The Politico is reporting that Democrats are looking at additional increases in Federal alcohol and tobacco taxes, as well as new Federal taxes on snack foods, sugary drinks, health care savings accounts, and employee health benefits as possible ways to pay for government health care reform.
Of course we just enacted a 160% tax increase on cigarettes ($0.39 increased to $1.01 per pack) and an 800% increase on cigars ($0.05 increased to $0.40 per stick) in order to pay for the $33 billion expansion of the SCHIP program. But Democrats are now talking about adding an additional $2 per pack for cigarettes, which would make the cost of cigarettes in the US roughly equivalent to what they cost in Canada. And in Canada, 70% of the price of a pack of cigarettes goes toward taxes.
For a long time, conservatives have warned about “Twinkie taxes” and other interferences in the personal lives of Americans that will surely follow a government take-over of health care.
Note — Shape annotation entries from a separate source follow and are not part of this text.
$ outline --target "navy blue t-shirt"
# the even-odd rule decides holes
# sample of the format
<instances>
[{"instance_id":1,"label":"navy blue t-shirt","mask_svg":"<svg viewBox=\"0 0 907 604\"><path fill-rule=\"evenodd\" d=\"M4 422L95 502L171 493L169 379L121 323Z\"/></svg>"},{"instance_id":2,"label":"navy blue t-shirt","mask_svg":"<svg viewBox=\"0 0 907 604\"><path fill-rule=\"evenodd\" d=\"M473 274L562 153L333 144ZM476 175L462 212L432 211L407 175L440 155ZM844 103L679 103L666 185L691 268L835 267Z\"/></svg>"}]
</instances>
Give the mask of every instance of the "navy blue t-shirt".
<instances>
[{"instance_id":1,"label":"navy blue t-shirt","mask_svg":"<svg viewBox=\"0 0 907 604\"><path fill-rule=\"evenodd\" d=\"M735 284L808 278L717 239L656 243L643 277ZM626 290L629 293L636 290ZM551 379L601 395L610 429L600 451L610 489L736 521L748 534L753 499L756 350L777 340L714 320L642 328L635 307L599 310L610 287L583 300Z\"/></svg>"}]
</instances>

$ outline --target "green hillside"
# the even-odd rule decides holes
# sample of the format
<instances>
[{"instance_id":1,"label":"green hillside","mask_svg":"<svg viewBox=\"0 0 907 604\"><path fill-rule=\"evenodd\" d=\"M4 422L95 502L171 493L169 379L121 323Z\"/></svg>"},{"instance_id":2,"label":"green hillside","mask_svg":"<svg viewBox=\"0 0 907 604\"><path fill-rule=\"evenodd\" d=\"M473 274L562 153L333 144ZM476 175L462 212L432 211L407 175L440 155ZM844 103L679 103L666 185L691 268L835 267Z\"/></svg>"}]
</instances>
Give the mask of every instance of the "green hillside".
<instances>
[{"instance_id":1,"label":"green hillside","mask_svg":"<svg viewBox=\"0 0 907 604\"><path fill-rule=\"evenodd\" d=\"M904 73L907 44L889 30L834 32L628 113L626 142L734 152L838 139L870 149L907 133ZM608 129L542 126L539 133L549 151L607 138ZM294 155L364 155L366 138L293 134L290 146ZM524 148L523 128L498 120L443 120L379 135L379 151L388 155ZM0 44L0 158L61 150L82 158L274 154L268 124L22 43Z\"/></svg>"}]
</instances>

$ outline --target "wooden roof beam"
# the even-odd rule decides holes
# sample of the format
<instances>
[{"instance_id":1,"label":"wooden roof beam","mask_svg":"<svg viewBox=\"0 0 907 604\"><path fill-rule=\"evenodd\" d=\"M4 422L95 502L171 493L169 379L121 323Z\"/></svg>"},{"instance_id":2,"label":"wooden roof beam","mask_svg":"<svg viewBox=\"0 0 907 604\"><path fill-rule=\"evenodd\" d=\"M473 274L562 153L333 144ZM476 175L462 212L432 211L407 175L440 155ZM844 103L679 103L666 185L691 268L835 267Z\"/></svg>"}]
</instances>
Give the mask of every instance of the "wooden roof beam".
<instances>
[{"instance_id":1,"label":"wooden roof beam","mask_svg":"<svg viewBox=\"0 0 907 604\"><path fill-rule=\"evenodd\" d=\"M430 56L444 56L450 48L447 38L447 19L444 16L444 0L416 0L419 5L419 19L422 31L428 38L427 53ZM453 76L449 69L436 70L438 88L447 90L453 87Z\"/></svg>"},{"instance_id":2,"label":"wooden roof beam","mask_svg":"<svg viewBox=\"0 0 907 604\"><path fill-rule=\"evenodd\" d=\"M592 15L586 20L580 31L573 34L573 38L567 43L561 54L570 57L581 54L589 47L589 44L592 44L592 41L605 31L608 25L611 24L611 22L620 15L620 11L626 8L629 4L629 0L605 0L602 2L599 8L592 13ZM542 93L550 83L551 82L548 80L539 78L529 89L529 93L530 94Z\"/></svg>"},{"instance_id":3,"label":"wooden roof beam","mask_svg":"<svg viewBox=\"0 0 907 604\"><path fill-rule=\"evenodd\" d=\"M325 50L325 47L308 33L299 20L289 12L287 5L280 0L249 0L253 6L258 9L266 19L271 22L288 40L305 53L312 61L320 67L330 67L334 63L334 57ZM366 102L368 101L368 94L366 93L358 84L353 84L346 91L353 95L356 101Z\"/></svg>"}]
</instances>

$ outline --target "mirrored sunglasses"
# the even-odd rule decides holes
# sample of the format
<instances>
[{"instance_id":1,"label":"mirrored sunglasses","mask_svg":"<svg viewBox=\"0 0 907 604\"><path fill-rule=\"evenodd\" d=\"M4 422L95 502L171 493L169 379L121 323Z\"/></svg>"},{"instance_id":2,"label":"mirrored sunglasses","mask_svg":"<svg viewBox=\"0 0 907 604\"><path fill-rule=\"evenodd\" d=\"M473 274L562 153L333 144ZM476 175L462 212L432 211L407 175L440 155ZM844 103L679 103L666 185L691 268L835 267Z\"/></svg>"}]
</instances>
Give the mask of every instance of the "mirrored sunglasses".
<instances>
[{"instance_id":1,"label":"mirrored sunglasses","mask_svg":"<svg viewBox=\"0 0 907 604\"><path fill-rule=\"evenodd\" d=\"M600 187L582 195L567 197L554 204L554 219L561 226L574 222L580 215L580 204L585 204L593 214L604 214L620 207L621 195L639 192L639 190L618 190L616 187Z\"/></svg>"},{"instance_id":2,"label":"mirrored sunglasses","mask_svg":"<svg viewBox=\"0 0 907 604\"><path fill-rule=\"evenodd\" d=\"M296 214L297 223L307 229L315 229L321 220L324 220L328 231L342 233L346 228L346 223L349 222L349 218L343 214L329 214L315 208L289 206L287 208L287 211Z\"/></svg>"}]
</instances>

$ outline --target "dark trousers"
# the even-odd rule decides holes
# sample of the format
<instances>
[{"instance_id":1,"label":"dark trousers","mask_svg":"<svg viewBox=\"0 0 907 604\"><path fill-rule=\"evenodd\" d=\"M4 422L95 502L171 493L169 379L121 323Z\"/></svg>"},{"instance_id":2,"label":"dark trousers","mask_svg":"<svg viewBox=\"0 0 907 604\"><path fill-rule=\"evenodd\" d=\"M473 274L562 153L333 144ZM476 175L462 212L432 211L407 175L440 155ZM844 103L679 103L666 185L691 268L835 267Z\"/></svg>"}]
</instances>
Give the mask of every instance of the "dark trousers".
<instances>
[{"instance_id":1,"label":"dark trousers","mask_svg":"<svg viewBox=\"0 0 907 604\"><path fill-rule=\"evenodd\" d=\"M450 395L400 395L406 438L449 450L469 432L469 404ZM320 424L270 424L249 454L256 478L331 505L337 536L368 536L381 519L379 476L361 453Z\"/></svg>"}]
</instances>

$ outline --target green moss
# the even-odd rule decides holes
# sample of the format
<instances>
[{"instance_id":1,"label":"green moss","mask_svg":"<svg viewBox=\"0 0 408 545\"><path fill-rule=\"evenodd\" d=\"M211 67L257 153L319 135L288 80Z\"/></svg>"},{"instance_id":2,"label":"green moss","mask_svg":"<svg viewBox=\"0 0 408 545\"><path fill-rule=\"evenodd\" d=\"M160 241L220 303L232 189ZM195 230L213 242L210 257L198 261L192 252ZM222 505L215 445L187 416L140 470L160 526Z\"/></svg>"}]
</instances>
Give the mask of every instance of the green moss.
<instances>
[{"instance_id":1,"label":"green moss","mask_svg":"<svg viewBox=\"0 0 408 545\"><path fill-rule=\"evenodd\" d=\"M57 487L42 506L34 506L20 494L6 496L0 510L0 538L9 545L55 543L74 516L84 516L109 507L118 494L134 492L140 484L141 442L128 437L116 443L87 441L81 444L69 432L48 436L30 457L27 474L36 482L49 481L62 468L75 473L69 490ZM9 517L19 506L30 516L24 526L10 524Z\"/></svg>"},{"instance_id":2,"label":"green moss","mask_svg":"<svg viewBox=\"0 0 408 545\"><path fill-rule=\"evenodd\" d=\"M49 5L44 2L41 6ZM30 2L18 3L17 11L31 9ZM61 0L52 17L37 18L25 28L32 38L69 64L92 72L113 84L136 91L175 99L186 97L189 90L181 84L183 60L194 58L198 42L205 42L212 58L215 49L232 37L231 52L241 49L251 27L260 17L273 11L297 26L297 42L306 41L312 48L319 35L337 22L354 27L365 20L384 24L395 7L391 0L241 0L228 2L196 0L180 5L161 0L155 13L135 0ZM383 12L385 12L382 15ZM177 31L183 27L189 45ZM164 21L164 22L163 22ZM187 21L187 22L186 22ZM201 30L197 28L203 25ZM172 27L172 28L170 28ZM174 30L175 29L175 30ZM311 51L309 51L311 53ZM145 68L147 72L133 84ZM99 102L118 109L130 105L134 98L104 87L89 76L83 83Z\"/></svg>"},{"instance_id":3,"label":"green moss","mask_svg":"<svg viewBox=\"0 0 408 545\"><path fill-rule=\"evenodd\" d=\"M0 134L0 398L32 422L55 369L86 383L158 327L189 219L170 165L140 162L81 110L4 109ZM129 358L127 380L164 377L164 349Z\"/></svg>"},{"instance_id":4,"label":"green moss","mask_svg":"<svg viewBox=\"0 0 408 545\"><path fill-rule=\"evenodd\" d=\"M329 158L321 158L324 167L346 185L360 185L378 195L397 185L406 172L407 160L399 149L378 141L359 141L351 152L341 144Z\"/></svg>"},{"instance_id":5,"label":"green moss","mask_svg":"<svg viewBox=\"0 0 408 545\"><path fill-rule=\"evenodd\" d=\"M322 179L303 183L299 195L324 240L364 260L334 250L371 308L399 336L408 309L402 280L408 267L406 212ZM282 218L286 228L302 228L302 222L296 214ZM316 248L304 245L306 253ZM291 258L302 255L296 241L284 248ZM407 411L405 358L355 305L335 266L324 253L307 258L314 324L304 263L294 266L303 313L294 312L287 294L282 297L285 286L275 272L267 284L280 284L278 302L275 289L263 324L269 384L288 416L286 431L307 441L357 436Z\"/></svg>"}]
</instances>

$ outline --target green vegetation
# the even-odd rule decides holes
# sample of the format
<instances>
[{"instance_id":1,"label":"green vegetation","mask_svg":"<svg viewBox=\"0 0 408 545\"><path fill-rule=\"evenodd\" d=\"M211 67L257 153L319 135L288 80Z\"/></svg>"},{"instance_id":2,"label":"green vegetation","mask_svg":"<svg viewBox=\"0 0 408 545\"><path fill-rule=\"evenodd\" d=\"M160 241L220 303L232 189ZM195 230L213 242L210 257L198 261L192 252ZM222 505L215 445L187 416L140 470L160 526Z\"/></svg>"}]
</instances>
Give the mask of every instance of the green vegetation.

Insurance companies and HMO’s have already curtailed much of our freedom to make health care decisions, but private health care organizations do not have the power to criminalize certain behaviors or levy taxes. The government does, and once they have appointed themselves caretakers of our nation’s health, they will waste no time making “responsible” decisions for all of us.
And if that’s not bad enough, look at the health benefit-related taxes that Democrats are also considering:
People who like the tax-free status of their company health benefits could be asked to ante up. Money in the pot: more than $700 billion over 10 years.
Treasure the tax benefits from your health savings account? Some experts say the accounts encourage “excess consumption” of health services — and committee Chairman Max Baucus (D-Mont.) agreed they’re worth a look. Money in the pot: $60 billion over 10 years.
Baucus gave one of the clearest signals yet that limiting the tax-free status on employer-based insurance remains a serious option. Obama opposed it during the campaign and repeatedly went after Republican John McCain for making it the centerpiece of his health care plan. Labor unions are also against it.
Yet the idea is attractive because of the money it could generate: $250 billion annually if the deduction was lifted altogether. Baucus insisted a full repeal was not under consideration, but he said lawmakers must look at the deduction.
“I know that there is some controversy around doing so,” Baucus said. “But the current tax exclusion is not perfect. It is regressive. It often leads people to buy more health coverage than they need.”
Wow. Liberals are usually quick to dismiss any notion of health care rationing under a nationalized health care plan, but when politicians talk about “excess consumption” and “more than they need,” what else besides rationing could they be talking about? Obviously Baucus & Company believe that it is wrong for Americans to have a choice regarding the quality of health coverage that is available to them — presumably because the exact same options are not affordable for everyone. That’s like saying that the Mercedes Benz SLR should be outlawed in the United States, because only a handful of people can afford its $495,000 sticker price.
Once again, Democrats have demonstrated their hostility toward the free market. But history tells us that 1) when “fairness” is allowed to trump supply and demand, shortages are the inevitable result, and 2) there is no such thing as true “fairness” — whatever sector of the economy that the government tries to manage, it will always have its version of the “Friends of Angelo.” These tax plans should serve as a sobering example of how a nationalized health care system will really work.